Cys2/His2-type zinc finger proteins, which contain the EAR transcriptional repressor domain, are thought to play a key role in regulating the defense response of plants to biotic and abiotic stress conditions. Although constitutive expression of several of these proteins was shown to enhance the tolerance of transgenic plants to abiotic stress, it is not clear whether the EAR-motif of these proteins is involved in this function. In addition, it is not clear whether suppression of plant growth, induced in transgenic plants by different Cys2/His2 EAR-containing proteins, is mediated by the EAR-domain. Here we report that transgenic Arabidopsis plants constitutively expressing the Cys2/His2 zinc finger protein Zat7 have suppressed growth and are more tolerant to salinity stress. A deletion or a mutation of the EAR-motif of Zat7 abolishes salinity tolerance without affecting growth suppression. These results demonstrate that the EAR-motif of Zat7 is directly involved in enhancing the tolerance of transgenic plants to salinity stress. In contrast, the EAR-motif appears not to be involved in suppressing the growth of transgenic plants. Further analysis of Zat7 using RNAi lines suggests that Zat7 functions in Arabidopsis to suppress a repressor of defense responses. A yeast two-hybrid analysis identified putative interactors of Zat7 and the EAR-domain, including WRKY70 and HASTY, a protein involved in miRNA transport. Our findings demonstrate that the EAR-domain of Cys2/His2-type zinc finger proteins plays a key role in the defense response of Arabidopsis to abiotic stresses.
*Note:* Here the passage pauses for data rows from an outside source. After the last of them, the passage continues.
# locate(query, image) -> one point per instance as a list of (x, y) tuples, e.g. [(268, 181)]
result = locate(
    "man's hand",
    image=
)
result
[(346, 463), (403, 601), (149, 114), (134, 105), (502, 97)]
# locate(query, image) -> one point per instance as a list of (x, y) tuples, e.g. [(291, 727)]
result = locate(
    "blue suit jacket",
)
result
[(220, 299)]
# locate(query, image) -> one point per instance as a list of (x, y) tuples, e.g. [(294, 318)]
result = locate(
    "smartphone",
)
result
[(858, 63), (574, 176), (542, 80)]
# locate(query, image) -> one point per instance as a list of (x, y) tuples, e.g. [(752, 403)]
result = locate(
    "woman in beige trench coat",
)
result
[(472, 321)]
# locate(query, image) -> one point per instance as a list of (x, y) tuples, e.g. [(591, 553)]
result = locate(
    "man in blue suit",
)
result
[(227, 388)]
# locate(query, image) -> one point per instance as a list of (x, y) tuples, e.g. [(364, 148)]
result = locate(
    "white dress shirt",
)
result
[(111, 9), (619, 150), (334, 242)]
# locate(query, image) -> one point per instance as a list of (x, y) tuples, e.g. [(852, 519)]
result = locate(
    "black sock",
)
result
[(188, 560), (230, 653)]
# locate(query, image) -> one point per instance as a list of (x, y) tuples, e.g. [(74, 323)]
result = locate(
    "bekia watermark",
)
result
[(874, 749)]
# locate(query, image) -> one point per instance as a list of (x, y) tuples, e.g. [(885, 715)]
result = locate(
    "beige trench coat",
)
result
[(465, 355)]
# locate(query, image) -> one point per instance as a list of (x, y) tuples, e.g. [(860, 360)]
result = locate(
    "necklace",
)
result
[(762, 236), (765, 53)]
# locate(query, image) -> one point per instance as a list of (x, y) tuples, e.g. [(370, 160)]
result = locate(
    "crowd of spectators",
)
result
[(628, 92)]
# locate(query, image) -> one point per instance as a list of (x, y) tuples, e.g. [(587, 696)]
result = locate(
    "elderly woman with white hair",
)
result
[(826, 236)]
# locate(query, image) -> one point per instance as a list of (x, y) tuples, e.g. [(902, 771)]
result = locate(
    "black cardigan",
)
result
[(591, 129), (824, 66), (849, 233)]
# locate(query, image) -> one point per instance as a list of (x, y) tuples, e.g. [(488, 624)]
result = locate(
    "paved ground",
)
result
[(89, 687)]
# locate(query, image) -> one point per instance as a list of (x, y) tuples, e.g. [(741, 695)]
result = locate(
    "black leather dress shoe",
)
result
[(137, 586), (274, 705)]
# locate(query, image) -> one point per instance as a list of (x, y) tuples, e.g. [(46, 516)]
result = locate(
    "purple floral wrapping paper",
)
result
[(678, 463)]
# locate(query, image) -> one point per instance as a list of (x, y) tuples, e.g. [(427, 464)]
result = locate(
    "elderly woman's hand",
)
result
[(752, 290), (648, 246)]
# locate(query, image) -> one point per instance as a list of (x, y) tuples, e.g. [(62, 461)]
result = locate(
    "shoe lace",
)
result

Gain- and loss-of-function mutations in Zat10 enhance the tolerance of plants to abiotic stress.

C(2)H(2)-zinc finger proteins that contain the EAR repressor domain are thought to play a key role in modulating the defense response of plants to abiotic stress. Constitutive expression of the C(2)H(2)-EAR zinc finger protein Zat10 in Arabidopsis was found to elevate the expression of reactive oxygen-defense transcripts and to enhance the tolerance of plants to salinity, heat and osmotic stress. Surprisingly, knockout and RNAi mutants of Zat10 were also more tolerant to osmotic and salinity stress. Our results suggest that Zat10 plays a key role as both a positive and a negative regulator of plant defenses.